Mistakes Parents Make with Allowance

Parents, you may think giving the kids a few dollars a week is a good idea, but are you sending them the right messages about money? How do you know if you’re really getting through to them or just becoming a “human ATM”?

Financial professional Kaleb McCarty is here to talk about 5 mistakes parents are making when giving kids an allowance.

Starting too late. McCarty recommends giving kids an allowance when they can distinguish the difference between wants and needs, and when they can count. This usually happens around preschool or kindergarten age. He says, if you start early, kids will develop an appreciation for money – both saving it and using it. That appreciation has a much better chance of sticking with them throughout their lives.

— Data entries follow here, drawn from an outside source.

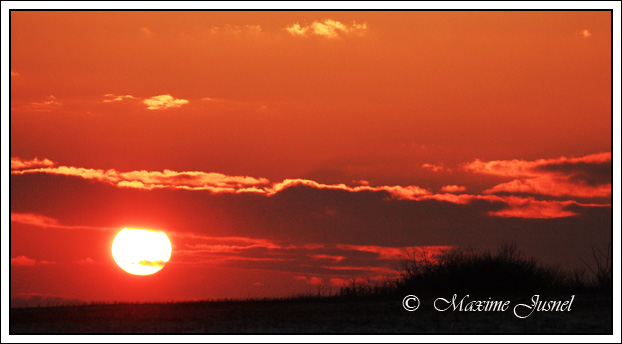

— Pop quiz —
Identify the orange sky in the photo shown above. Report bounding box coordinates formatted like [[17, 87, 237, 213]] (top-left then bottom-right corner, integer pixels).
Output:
[[10, 11, 612, 300]]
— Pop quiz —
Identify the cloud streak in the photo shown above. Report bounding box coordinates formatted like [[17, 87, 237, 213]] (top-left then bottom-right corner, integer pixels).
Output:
[[463, 152, 611, 198], [11, 153, 611, 218], [143, 94, 188, 110], [285, 19, 367, 39]]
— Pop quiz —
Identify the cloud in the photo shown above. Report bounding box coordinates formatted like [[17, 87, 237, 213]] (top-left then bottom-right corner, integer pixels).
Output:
[[103, 93, 138, 103], [11, 155, 611, 218], [138, 260, 166, 267], [463, 152, 611, 198], [76, 257, 95, 265], [285, 19, 367, 39], [12, 95, 63, 112], [268, 179, 430, 200], [441, 185, 466, 193], [11, 158, 269, 193], [421, 163, 451, 172], [11, 256, 55, 266], [143, 94, 188, 110], [11, 157, 54, 170]]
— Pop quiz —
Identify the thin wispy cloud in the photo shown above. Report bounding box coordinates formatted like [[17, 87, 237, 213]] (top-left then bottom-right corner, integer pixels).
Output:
[[463, 152, 611, 198], [441, 185, 466, 193], [285, 19, 367, 39], [421, 163, 451, 172], [11, 157, 54, 170], [11, 154, 611, 218], [11, 256, 56, 266], [143, 94, 188, 110], [102, 93, 190, 110]]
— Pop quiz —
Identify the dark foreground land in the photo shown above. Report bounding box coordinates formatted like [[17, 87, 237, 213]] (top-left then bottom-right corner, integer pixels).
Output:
[[10, 292, 613, 334]]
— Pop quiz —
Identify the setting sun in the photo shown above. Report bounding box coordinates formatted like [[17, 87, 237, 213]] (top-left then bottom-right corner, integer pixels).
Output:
[[112, 228, 172, 275]]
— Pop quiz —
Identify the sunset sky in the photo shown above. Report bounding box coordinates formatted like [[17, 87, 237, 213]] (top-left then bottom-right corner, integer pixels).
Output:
[[3, 11, 612, 301]]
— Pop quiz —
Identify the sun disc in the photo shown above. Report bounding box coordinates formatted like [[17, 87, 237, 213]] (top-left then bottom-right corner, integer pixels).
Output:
[[112, 228, 172, 275]]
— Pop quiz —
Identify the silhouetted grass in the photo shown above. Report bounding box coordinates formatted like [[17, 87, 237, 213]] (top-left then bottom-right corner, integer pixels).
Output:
[[338, 243, 613, 297]]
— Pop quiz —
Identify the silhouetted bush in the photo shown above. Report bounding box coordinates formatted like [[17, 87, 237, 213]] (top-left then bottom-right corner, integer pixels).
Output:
[[338, 243, 612, 297]]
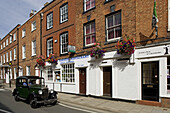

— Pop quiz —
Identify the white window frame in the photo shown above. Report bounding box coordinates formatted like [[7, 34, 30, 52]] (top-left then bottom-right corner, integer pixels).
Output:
[[9, 36, 12, 44], [47, 67, 53, 81], [60, 33, 68, 54], [3, 41, 5, 48], [22, 28, 26, 38], [6, 52, 8, 62], [1, 56, 3, 65], [106, 12, 122, 42], [32, 40, 36, 56], [26, 66, 31, 76], [60, 4, 68, 23], [10, 50, 12, 61], [22, 45, 26, 59], [47, 13, 53, 29], [61, 63, 75, 83], [14, 67, 17, 79], [4, 69, 6, 79], [13, 33, 16, 41], [84, 22, 96, 46], [1, 69, 3, 79], [84, 0, 96, 11], [14, 48, 17, 60], [9, 68, 13, 79], [6, 39, 8, 46], [47, 38, 53, 57], [4, 54, 5, 64], [31, 21, 36, 31]]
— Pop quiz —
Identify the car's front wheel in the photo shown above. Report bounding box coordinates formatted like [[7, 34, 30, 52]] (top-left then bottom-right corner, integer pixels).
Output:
[[30, 98, 38, 108], [14, 95, 19, 102]]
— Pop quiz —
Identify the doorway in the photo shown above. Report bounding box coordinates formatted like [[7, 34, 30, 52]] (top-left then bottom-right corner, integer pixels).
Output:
[[103, 67, 112, 97], [79, 68, 86, 95], [142, 61, 159, 102]]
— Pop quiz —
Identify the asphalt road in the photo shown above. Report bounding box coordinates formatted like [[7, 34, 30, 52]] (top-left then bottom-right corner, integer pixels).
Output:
[[0, 89, 91, 113]]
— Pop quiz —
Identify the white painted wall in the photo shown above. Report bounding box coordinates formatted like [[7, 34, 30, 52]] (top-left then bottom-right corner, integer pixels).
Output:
[[168, 0, 170, 31], [113, 60, 140, 100]]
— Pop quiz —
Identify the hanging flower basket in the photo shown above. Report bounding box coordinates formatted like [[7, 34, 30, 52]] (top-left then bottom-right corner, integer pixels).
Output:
[[47, 54, 57, 65], [90, 43, 106, 59], [115, 36, 136, 55], [36, 56, 45, 68]]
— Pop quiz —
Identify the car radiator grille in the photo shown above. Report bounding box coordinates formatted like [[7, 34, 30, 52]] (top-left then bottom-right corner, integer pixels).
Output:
[[42, 89, 48, 99]]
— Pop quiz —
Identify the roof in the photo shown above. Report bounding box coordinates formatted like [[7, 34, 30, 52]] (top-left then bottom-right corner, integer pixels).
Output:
[[17, 76, 43, 79]]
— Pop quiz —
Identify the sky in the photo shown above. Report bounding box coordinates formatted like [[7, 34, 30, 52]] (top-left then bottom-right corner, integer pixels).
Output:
[[0, 0, 52, 39]]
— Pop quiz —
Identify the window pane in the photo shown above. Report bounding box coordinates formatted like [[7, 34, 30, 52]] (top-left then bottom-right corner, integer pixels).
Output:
[[86, 36, 90, 44], [108, 16, 113, 27], [115, 27, 122, 38], [115, 13, 121, 25]]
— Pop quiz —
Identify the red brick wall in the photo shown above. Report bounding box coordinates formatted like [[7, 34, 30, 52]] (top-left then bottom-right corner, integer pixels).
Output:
[[42, 0, 76, 59], [19, 11, 41, 75], [0, 24, 20, 79]]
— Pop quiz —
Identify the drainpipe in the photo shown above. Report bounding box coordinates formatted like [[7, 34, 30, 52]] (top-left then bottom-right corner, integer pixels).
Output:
[[16, 28, 19, 77], [40, 13, 43, 77]]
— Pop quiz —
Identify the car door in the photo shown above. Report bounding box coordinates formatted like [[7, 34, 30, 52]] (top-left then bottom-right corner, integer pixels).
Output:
[[19, 78, 29, 98]]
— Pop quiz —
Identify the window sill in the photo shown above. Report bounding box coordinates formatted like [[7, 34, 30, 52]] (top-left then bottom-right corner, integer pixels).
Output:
[[60, 19, 68, 24], [31, 29, 36, 33], [104, 0, 113, 4], [60, 52, 68, 56], [32, 54, 36, 57], [46, 26, 53, 31], [83, 6, 96, 14]]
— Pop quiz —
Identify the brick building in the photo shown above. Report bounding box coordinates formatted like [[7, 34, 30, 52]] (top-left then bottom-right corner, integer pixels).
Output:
[[39, 0, 76, 88], [0, 24, 20, 83], [19, 10, 41, 76]]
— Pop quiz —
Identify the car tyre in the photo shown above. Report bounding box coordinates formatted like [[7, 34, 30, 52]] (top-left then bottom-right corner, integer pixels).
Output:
[[51, 101, 57, 105], [30, 98, 38, 108], [14, 95, 19, 102]]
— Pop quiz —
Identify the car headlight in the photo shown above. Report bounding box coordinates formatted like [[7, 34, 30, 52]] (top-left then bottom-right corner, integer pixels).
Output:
[[50, 90, 54, 93], [38, 90, 42, 95]]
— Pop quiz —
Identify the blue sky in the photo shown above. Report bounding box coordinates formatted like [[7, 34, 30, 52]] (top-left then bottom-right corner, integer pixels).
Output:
[[0, 0, 52, 39]]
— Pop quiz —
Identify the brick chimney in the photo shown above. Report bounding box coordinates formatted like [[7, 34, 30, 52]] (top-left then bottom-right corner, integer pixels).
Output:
[[30, 10, 36, 17], [44, 2, 48, 7]]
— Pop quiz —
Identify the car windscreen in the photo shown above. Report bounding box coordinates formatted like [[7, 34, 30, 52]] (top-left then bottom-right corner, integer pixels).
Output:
[[28, 78, 45, 86]]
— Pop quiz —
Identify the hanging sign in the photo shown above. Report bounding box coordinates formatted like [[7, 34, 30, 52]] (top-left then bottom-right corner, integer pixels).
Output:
[[68, 45, 76, 53]]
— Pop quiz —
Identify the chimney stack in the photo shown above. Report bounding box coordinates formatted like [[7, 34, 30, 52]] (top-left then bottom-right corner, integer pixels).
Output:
[[30, 10, 36, 17], [44, 2, 48, 7]]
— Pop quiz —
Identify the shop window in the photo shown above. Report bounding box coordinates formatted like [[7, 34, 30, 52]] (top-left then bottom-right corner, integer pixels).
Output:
[[106, 12, 122, 41], [62, 64, 75, 83], [47, 67, 53, 80]]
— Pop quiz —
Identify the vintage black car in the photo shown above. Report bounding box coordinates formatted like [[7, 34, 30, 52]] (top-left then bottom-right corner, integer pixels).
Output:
[[13, 76, 57, 108]]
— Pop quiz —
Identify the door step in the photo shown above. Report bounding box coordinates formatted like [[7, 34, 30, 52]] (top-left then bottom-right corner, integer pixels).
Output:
[[136, 100, 161, 107]]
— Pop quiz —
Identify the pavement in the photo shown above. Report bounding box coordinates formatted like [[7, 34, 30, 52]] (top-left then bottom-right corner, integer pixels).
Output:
[[3, 84, 170, 113]]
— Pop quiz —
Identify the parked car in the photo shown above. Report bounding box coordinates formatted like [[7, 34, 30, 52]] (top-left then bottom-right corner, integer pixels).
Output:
[[13, 76, 57, 108]]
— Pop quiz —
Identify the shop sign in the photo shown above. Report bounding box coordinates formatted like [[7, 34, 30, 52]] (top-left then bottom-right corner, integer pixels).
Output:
[[136, 46, 165, 58], [59, 55, 89, 64], [68, 45, 76, 53]]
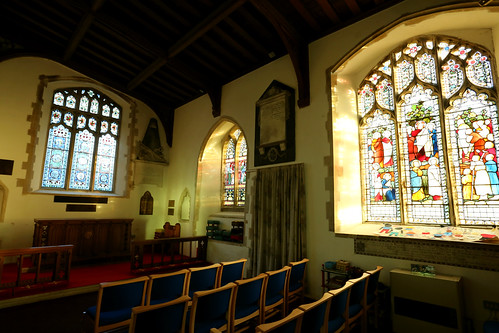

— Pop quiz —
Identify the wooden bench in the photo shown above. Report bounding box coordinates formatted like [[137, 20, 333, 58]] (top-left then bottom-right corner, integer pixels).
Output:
[[0, 245, 73, 298]]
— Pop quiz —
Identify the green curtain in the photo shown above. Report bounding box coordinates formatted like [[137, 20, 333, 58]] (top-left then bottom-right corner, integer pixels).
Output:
[[249, 164, 306, 276]]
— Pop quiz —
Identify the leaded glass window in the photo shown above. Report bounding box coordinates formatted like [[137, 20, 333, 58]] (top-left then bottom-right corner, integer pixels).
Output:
[[42, 88, 121, 192], [222, 128, 248, 208], [357, 36, 499, 226]]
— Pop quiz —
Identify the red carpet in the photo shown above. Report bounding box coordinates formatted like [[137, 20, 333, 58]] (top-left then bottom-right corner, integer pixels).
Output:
[[0, 255, 207, 300]]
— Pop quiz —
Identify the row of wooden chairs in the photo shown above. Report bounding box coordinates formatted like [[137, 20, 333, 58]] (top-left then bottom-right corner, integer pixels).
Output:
[[84, 259, 308, 333], [130, 259, 308, 333], [250, 266, 383, 333], [83, 259, 247, 333]]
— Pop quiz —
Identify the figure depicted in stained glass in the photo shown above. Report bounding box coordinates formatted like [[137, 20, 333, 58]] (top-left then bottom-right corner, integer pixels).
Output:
[[371, 163, 383, 201], [371, 132, 384, 168], [411, 159, 426, 201], [381, 172, 395, 201], [381, 130, 393, 167], [470, 154, 492, 200], [485, 154, 499, 200], [461, 169, 473, 201], [428, 157, 442, 200]]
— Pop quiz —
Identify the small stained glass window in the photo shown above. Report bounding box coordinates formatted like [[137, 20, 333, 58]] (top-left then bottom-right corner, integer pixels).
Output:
[[42, 88, 121, 192], [222, 128, 248, 208]]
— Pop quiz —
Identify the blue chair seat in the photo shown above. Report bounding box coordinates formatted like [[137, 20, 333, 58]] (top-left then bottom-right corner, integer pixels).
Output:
[[87, 305, 132, 326]]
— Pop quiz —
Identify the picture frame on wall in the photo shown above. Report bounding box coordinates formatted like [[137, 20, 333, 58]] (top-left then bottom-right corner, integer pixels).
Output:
[[254, 80, 295, 166]]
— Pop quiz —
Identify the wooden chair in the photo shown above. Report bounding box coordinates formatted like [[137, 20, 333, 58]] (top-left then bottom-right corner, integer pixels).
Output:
[[327, 284, 352, 333], [189, 282, 236, 333], [187, 264, 220, 298], [146, 269, 189, 305], [231, 274, 267, 332], [129, 295, 191, 333], [364, 266, 383, 329], [286, 258, 309, 312], [298, 293, 333, 333], [255, 309, 308, 333], [346, 273, 369, 332], [217, 258, 248, 287], [84, 276, 149, 333], [262, 266, 291, 323]]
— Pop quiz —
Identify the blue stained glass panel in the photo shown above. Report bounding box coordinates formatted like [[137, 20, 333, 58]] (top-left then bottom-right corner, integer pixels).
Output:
[[94, 134, 116, 192], [66, 96, 76, 109], [90, 99, 99, 114], [42, 125, 71, 188], [79, 96, 88, 112], [69, 130, 95, 190]]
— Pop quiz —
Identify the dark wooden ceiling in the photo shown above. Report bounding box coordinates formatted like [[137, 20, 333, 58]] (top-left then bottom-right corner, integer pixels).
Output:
[[0, 0, 400, 145]]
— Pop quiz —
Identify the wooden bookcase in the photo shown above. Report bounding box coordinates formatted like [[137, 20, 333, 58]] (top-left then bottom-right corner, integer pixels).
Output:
[[33, 219, 133, 262]]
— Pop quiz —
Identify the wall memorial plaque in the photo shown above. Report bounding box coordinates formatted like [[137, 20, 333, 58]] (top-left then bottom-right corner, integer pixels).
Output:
[[255, 81, 295, 166]]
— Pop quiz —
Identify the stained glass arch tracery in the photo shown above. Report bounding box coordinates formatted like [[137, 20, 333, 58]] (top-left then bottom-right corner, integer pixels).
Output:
[[42, 88, 121, 193], [222, 128, 248, 208], [357, 36, 499, 226]]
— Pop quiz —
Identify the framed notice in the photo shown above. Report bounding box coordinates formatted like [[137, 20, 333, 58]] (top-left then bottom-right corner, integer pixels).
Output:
[[255, 81, 295, 166]]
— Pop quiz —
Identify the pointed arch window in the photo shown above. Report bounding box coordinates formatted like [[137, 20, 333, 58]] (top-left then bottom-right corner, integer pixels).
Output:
[[222, 128, 248, 208], [357, 36, 499, 226], [42, 88, 122, 192]]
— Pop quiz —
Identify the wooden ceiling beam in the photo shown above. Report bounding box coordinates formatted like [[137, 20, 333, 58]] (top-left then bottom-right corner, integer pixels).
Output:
[[291, 0, 321, 32], [345, 0, 361, 15], [251, 0, 310, 108], [128, 0, 246, 90], [317, 0, 341, 24], [63, 0, 106, 61]]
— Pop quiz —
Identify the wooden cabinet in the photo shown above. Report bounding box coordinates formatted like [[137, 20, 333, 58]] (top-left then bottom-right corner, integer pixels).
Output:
[[33, 219, 133, 262]]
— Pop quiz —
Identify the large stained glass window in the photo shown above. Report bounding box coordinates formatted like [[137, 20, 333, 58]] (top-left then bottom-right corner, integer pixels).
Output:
[[222, 128, 248, 208], [42, 88, 121, 192], [357, 36, 499, 226]]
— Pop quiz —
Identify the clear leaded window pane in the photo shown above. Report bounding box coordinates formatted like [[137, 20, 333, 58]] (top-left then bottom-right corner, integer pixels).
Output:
[[442, 59, 464, 98], [394, 59, 414, 93], [466, 51, 494, 88], [42, 88, 121, 192]]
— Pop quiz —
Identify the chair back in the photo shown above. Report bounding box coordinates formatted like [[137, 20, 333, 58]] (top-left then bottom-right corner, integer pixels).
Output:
[[189, 282, 236, 332], [146, 269, 189, 305], [288, 258, 309, 294], [129, 295, 190, 333], [218, 258, 248, 287], [366, 266, 383, 305], [263, 266, 291, 322], [187, 264, 220, 298], [327, 284, 351, 333], [231, 274, 267, 332], [255, 309, 308, 333], [84, 276, 149, 332], [346, 273, 369, 330], [298, 293, 333, 333]]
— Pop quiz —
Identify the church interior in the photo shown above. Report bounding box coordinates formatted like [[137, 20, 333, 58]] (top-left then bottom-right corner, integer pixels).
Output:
[[0, 0, 499, 333]]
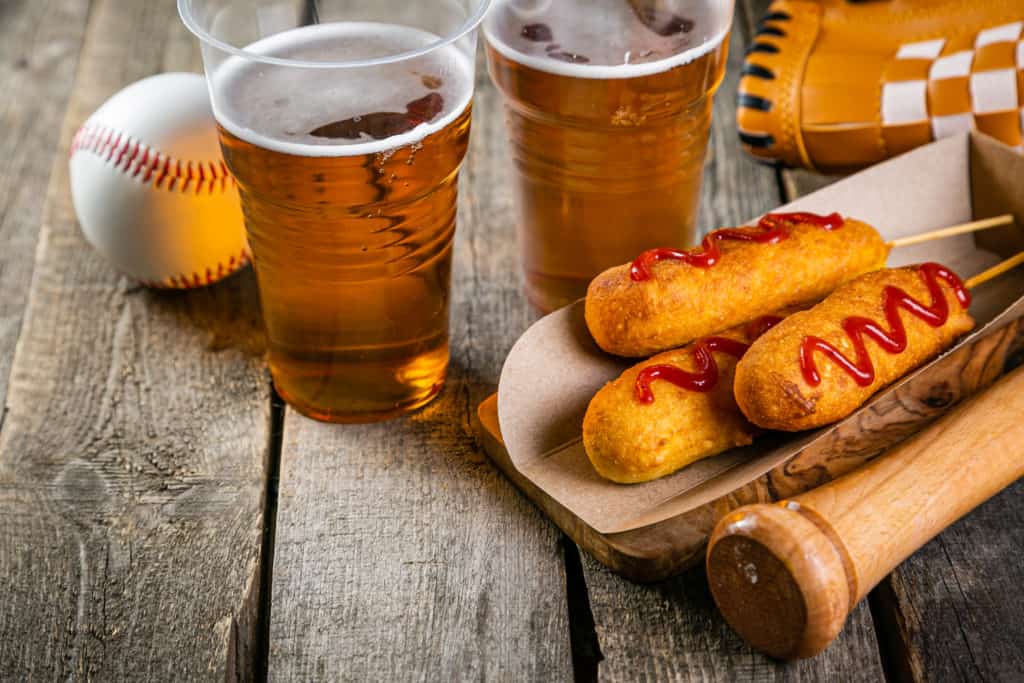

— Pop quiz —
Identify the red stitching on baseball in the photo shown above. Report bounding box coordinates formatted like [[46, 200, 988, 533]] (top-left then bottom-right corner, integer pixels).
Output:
[[138, 249, 252, 290], [71, 123, 236, 195]]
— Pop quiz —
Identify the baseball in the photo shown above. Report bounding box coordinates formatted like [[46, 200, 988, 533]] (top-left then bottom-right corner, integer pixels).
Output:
[[70, 74, 249, 289]]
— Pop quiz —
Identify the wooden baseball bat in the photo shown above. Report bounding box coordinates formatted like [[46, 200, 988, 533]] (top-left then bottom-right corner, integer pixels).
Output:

Focusing Too Much on the Amount. On average, kids in the U.S. get $67.80 per month and one in four get $100 or more per month. Whatever you choose to give your kids, the amount matters less than the conversation you’re having with them about money. Start with a dollar a week or so for each year of the child’s age and divide the money among three containers: save, spend, and give. This is like a mini-version of an adult budget. You’re teaching them the basic foundation of finances.

Tying all the money to chores. Most parents have their kids do chores for their allowance. But some parents feel that kids should take on chores and household responsibilities because they are part of the family and everyone should be contributing. You can pay for chores that are outside of their regular weekly or daily jobs. Just make sure they equating “effort or work” with “money”.

Giving money with no strings attached. Agree on items you expect your kids to pay for.  When they’re in middle school, have them pay for their own snacks at school or new video games. As they get older, they can cover larger purchases. Let your teen manage a lump sum you’ve budgeted for back-to-school clothes, for example.

Bailing them out. If kids make mistakes, let them experience the consequences. Don’t bail them out. If they get their allowance on Friday, but discover something they want on Wednesday – have them wait. When their money’s gone, it’s gone.

So what if kids as for a raise? McCarty says that’s a great time to teach them about negotiating. When is the last time they were given a raise? Are they doing something extra to deserve a raise? What amount of the raise will they save and what will they spend? The most important thing to remember is to not just hand over money without a valuable lesson to go along with it.